The white tip reef shark is commonly found in the tropical reefs of
the world. This shark has white tips on its dorsal and tail fin, a blunt
snout and distinctive nasal flaps. It is inoffensive unless provoked and at
times falls prey to larger sharks. Humans have long tried to emulate the
sleek streamlined design of the shark, in boat hulls, submarines and even
torpedoes which have a similar outline to the standard shark.
Photo: Genevieve Johnson
October 25, 2000
Snorkeling a Surge Channel with Sharks
This is Genevieve Johnson talking to you from the Odyssey in the central
equatorial pacific. The Odyssey crew is always enthusiastic to get into the
water, whether to snorkel or dive we take every opportunity to explore this
universe. Today some of the crew went snorkeling along the coral reef flats
of Christmas Island.
Different depths support different habitats, each with its own
distinctive and diverse ecosystem of living organisms. The changes in
species according to depth, light and temperature was clear as we made our
way outward over the reef, which gradually sloped downward toward open
ocean, where it finally dropped off altogether.
We entered a surge channel, an area close to 20 feet deep, penetrating the
reef edge. These channel systems carry the flow of water from the reef flats
into the open sea.
It was as we were enjoying the luxuriant display of
corals on the steep slopes, which played host to countless brightly colored
fish, that the first unmistakable silhouette cruised just beyond our clear
range of visibility. With a rapid pulse and heightened sense of awareness,
we drifted in the channel and were soon surrounded by 4 or 5 small sharks.
We watched them slowly circle, the effortless grace of their movements
belying the difficulty of moving through water, a medium 1,000 times heavier
or denser than an equal volume of our own medium, air. Meanwhile we were
working hard to overcome the current sweeping us towards the sea.

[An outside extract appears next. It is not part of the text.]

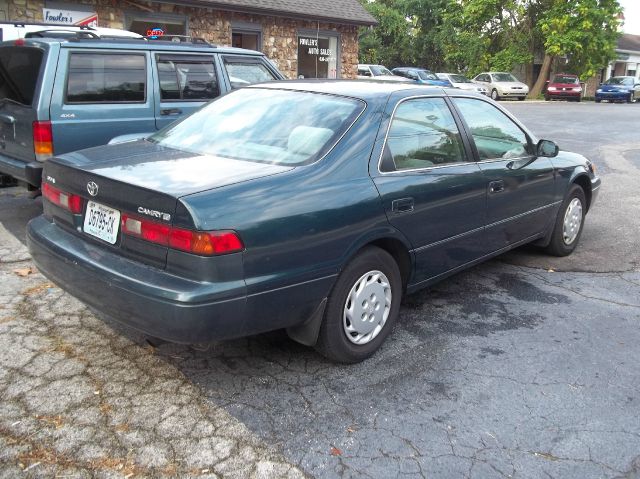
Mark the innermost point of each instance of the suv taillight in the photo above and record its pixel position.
(42, 140)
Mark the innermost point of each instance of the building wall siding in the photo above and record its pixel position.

The appearance of a shark can be unnerving, as they stare glassy eyed and
expressionless, their intentions are difficult for humans to interpret. As
far as we could tell, these beautiful animals appeared undisturbed by our
presence, circumstances that made it possible for us to observe them in
their natural habitat at quite close range. We realized that we were in fact
in the midst of at least 3 different species of reef shark, the Black tip,
White tip and Grey reef shark.
The black and the white tip are among the most frequently encountered sharks
on reef flats, and appear to be relatively inoffensive and easily
frightened. The Grey reef shark is an animal that typically inhabits the
steeper outer reef slopes. This species is more curious, territorial and has
been known to be aggressive toward humans, although this was never apparent
Some shark species undoubtedly attack humans, but when common sense
prevails, it is clearly us who are intruding into their realm.